Perform is #2, with 14.6 million average monthly unique viewers, trailing predictable leader ESPN, which has 20.5 million. And CineSport is #4 with 11.4 million average monthly unique viewers, behind #3 Yahoo Sports, which has 12.4 million. Following them are properties you'd expect to see on any top 10 list: Turner Sports, MLB, Fox Sports, NBC Sports, NFL and CBS Sports.
Unlike the branded destinations, Perform and CineSport instead license sports content from leagues and others, and then distribute the video to a wide array of 3rd party sites, primarily newspapers. Broadening its focus, CineSport also produces original video and recently launched a video platform called VaMP, which allows distribution partners to easily incorporate video into their text-based sports coverage.

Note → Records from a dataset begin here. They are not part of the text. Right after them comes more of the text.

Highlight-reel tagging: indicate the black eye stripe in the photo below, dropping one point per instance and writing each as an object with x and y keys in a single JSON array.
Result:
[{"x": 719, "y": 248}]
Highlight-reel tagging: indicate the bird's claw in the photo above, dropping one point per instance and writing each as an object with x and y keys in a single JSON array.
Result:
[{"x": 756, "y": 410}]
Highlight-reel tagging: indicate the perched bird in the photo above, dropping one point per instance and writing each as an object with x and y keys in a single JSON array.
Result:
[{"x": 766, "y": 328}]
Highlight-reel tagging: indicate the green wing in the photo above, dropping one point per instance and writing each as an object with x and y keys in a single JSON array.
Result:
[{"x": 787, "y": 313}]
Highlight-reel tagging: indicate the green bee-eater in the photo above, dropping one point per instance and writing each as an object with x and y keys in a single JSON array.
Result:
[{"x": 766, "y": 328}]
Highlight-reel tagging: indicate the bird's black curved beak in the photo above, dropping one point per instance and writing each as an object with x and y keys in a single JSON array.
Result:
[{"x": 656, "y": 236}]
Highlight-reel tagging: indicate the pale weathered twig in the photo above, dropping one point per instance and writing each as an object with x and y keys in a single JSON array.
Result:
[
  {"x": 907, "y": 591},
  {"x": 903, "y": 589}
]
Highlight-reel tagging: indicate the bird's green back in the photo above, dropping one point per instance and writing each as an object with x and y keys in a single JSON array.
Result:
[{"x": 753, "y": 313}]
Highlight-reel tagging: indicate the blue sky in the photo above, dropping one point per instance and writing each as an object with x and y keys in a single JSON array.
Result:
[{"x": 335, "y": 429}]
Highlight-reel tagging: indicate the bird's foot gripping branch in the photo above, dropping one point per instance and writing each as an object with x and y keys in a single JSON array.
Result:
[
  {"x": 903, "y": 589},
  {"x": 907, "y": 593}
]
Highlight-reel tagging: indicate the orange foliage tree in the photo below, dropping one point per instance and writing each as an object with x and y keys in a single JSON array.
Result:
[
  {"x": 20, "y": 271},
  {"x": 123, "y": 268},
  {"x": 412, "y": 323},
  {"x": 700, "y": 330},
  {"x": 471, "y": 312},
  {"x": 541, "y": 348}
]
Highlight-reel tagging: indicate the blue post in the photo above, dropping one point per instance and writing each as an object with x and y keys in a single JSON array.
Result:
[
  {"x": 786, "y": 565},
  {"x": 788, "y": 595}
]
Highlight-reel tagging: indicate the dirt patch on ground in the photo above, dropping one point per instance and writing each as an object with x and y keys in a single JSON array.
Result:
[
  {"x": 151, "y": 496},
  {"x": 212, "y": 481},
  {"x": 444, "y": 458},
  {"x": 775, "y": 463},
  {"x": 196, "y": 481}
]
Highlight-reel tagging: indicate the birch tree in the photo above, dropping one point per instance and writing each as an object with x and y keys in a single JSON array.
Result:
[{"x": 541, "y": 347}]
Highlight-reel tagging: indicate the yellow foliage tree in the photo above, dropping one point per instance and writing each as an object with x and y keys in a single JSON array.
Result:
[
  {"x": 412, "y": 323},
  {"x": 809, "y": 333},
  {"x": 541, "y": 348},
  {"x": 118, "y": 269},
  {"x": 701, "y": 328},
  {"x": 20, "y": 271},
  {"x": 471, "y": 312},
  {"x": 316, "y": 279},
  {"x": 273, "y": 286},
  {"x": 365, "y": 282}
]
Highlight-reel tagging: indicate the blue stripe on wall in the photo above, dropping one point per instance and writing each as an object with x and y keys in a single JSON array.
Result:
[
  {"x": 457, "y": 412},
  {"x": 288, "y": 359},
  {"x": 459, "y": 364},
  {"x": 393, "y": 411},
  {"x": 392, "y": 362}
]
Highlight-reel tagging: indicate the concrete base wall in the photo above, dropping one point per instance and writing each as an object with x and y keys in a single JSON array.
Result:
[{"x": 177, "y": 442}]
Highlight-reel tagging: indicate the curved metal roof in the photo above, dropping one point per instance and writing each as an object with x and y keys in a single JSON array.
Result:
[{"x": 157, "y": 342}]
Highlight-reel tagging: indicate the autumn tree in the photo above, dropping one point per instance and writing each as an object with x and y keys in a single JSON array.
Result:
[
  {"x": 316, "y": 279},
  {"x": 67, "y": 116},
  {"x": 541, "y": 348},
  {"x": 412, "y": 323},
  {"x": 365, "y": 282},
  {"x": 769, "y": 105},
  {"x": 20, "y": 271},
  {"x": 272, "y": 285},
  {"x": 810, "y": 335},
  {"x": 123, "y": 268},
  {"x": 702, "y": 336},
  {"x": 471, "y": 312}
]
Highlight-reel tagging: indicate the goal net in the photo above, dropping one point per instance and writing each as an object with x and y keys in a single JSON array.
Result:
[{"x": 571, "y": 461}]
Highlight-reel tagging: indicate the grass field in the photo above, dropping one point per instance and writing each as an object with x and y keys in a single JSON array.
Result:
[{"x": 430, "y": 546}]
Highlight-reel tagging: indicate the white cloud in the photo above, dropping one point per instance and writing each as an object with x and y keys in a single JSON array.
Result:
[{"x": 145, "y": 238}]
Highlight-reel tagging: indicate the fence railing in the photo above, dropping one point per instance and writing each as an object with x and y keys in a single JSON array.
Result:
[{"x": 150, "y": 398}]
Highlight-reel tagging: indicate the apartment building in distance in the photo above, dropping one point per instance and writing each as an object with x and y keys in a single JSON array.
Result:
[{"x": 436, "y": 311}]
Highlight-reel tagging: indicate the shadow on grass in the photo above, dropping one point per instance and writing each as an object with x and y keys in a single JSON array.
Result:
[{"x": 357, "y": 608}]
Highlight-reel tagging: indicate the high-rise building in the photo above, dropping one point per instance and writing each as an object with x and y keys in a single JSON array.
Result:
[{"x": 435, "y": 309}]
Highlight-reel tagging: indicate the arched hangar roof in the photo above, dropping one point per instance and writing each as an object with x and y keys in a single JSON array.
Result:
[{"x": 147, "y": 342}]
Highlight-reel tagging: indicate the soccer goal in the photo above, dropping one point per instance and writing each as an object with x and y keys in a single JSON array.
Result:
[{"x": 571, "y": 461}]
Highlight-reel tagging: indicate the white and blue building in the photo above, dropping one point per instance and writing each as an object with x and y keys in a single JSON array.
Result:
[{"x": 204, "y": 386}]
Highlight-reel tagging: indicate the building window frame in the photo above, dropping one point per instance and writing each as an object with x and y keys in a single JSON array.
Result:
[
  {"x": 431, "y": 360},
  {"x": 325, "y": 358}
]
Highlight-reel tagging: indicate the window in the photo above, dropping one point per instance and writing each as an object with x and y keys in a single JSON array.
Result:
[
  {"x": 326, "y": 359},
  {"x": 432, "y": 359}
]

Both Perform and CineSport are leveraging what I've previously called the "syndicated video economy" model, whereby video is distributed widely to audiences wherever they are, as opposed to driving them to come to a certain destination. That traditional model still works well for heavily branded sites like ESPN and Yahoo Sports. But Perform and CineSport are succeeding because they satisfy 3rd party sites which are hungry for high-quality video that users and advertisers both desire. I don't see these dynamics changing anytime soon, suggesting both Perform and CineSport have lots of running room ahead.